Mércia, Eliza e as outras

  • Flavio Goulart – Professor aposentado de medicina da Universidade de Brasília
  • David Duarte Lima – Professor de medicina da Universidade de Brasília

    violencia-mulher-cbEm aproximadamente 30 dias, duas mortes de mulheres chocaram o imaginário do brasileiro: as de Mércia Nakashima e Eliza Samujo, assassinadas, ao que parece, de maneira covarde por homens com os quais mantinham alguma forma de relacionamento. Lamentável, como todos os crimes contra a vida; mais ainda se as vítimas não têm como se defender, como mostram as evidências factuais. 

    O que ninguém comenta é que nesses mesmos 30 dias a violência permaneceu solta no Brasil. Estatísticas recentes mostram que são assassinadas cerca de 4 mil mulheres por ano no Brasil. Ou seja, mais de 300 assassinatos de cidadãs brasileiras em um único mês, boa parte na mesma faixa etária de Mércia e Eliza. 

    É um verdadeiro absurdo, sem dúvida, com as proporções de um genocídio.
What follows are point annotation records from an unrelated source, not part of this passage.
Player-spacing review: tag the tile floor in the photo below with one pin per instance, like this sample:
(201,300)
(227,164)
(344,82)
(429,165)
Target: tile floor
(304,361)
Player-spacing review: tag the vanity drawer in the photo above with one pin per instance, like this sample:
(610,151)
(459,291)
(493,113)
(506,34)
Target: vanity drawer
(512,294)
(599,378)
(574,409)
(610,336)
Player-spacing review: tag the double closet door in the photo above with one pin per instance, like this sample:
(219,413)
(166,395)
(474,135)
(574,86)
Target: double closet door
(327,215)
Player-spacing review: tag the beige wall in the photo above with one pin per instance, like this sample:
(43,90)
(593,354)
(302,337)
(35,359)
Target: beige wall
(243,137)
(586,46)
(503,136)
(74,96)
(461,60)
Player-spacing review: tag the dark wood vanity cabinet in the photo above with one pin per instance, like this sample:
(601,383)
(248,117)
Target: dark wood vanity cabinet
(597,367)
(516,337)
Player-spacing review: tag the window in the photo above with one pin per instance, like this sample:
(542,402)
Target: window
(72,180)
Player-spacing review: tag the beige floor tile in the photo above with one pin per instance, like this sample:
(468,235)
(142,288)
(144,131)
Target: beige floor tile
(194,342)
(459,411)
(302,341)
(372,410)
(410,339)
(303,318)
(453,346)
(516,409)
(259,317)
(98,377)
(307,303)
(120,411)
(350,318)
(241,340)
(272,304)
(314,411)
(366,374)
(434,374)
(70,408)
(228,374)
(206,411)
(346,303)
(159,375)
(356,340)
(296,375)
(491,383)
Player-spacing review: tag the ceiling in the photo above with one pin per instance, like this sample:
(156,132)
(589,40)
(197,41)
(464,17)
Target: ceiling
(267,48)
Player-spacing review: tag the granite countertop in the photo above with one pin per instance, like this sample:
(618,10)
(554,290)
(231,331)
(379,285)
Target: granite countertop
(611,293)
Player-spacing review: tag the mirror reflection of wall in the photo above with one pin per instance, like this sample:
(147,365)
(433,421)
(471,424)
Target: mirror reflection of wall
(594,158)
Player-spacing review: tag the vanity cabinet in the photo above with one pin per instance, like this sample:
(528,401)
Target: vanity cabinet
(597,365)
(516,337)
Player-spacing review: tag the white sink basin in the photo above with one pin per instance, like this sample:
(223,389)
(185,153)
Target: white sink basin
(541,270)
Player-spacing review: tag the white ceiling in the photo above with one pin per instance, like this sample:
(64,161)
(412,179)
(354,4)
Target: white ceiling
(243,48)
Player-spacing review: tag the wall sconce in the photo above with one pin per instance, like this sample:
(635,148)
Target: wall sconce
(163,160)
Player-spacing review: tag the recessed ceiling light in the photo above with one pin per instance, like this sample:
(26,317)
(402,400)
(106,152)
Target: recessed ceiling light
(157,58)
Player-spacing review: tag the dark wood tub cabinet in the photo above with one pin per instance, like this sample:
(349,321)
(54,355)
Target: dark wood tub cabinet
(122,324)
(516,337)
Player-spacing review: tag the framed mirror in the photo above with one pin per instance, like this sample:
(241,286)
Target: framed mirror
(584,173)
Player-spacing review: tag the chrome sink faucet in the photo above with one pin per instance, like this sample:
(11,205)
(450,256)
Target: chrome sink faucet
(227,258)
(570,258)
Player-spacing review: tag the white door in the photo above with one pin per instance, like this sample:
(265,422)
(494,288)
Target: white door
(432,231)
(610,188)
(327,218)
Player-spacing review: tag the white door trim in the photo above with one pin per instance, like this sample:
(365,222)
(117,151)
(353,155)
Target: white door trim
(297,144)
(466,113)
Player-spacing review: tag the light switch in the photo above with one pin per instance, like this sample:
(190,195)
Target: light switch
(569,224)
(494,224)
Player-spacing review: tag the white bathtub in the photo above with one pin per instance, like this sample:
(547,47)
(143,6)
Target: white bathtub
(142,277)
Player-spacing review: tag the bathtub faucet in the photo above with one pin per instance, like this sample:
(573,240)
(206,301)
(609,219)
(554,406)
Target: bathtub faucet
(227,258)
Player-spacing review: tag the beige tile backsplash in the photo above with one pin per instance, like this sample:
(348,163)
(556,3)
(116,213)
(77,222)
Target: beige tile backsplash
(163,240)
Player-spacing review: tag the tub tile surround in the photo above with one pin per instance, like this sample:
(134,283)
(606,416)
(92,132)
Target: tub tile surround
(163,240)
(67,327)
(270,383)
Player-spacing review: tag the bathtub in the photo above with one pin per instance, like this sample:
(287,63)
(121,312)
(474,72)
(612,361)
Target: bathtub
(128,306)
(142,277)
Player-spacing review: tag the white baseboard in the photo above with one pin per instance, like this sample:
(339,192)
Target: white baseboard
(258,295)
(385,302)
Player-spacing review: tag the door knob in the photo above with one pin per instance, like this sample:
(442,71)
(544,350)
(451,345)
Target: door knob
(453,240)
As razões são muitas, mas podem ser enfeixadas dentro de uma categoria: o desrespeito — contra a vida, contra as mulheres, contra os direitos humanos, contra a maternidade, contra os mais fracos. Para isso concorre a cultura machista e truculenta, mas também o silêncio e a omissão da sociedade. 

    Mas silêncio e omissão pública não parecem ser o que prevalece no caso das mortes de Mércia e Eliza. Por que será? Não é difícil encontrar a resposta: são casos que encontraram o abrigo da mídia. Uma, por pertencer a uma classe média afluente, por ter um ciclo de relações no qual, certamente, havia advogados, jornalistas e outras pessoas bem relacionadas. Outra, pobre ovelha desgarrada, sem família que cuidasse de seus interesses, mas envolvida com uma celebridade do futebol e a penca de amigos mafiosos dele. 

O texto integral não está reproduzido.